Miloš Isakov Kovačević

Vojvodina
- Position: Head Coach
- League: Basketball League of Serbia

Personal information
- Born: 15 June 1989 (age 36) Novi Sad, SR Serbia, Yugoslavia
- Nationality: Serbian

Career history

Coaching
- 0000: Mladost Veternik
- 2020–2022: Vojvodina (assistant)
- 2022–2025: Vojvodina

= Miloš Isakov Kovačević =

Serbian basketball coach

Miloš Isakov Kovačević (Милош Исаков Ковачевић; born 15 June 1989) is a Serbian professional basketball coach for Vojvodina of the Basketball League of Serbia.

== Early life and education ==
Isakov Kovačević earned his degree in medicine from the University of Novi Sad. In October 2020, the College of Sports and Health in Belgrade awarded their best students, including Isakov Kovačević.

== Coaching career ==
Isakov Kovačević started his coaching career with Mladost Veternik. In August 2020, Isakov Kovačević joined Vojvodina as an assistant coach. On 15 June 2022, Vojvodina hired Isakov Kovačević as their new head coach.

== National team coaching career ==
In July/August 2019, Isakov Kovačević was an assistant coach for Serbia national under-18 team at the FIBA U18 European Championship in Volos, Greece.

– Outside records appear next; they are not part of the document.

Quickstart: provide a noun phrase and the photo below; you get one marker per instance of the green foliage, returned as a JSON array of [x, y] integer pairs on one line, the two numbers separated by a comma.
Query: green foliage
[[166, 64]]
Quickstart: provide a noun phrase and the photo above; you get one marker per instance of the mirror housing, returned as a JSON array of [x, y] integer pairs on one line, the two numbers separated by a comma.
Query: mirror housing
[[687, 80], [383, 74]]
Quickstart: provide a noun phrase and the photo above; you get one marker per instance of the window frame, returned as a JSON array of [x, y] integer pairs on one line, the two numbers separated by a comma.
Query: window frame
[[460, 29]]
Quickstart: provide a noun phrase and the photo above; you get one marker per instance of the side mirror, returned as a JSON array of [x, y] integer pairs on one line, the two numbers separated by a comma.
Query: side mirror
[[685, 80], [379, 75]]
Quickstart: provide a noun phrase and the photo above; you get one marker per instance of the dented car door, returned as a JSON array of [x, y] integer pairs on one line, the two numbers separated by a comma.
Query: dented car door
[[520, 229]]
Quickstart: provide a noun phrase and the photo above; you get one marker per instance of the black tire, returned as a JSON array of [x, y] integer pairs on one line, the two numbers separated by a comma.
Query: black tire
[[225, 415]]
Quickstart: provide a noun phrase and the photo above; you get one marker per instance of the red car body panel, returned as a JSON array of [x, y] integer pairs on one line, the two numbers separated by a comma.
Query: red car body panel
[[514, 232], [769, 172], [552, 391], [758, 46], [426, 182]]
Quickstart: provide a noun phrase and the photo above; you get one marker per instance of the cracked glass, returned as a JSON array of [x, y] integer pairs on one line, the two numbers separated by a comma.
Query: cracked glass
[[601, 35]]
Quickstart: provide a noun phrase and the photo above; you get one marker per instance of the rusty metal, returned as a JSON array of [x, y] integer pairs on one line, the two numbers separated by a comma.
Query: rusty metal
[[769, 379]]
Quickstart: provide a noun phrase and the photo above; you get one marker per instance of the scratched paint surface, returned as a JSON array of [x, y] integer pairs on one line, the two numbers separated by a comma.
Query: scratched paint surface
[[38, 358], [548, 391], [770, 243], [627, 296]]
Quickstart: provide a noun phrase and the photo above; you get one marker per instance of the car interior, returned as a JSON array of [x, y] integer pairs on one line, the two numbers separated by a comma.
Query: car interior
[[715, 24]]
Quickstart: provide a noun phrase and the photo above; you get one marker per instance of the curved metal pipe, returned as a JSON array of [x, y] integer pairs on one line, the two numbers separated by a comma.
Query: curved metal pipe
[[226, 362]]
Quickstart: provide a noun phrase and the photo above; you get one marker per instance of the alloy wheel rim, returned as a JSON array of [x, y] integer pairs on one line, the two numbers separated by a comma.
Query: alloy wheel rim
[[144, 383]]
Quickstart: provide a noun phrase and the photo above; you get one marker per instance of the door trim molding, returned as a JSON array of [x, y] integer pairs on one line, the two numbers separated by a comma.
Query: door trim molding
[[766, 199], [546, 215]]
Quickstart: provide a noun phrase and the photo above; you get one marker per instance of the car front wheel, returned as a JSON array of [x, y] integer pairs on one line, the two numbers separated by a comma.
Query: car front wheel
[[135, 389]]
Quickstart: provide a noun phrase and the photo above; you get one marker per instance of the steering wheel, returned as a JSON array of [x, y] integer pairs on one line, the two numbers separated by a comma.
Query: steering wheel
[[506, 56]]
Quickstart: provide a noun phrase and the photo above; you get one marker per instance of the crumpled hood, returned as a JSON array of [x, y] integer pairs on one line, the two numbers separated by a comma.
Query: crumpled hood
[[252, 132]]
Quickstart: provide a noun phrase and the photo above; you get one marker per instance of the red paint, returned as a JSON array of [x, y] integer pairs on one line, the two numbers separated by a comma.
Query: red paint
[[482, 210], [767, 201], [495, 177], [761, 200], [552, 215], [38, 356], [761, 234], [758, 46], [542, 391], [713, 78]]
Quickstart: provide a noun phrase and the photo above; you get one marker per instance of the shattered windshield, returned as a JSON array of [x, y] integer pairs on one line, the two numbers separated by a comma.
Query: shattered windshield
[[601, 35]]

In February 2022, Serbia national team head coach Svetislav Pešić added Isakov Kovačević as a scout to his coaching staff. He left the position in August 2022.

In July 2022, Isakov Kovačević was the head coach for the Serbia national under-15 team that finished 7th at the European Youth Olympic Festival in Banská Bystrica, Slovakia.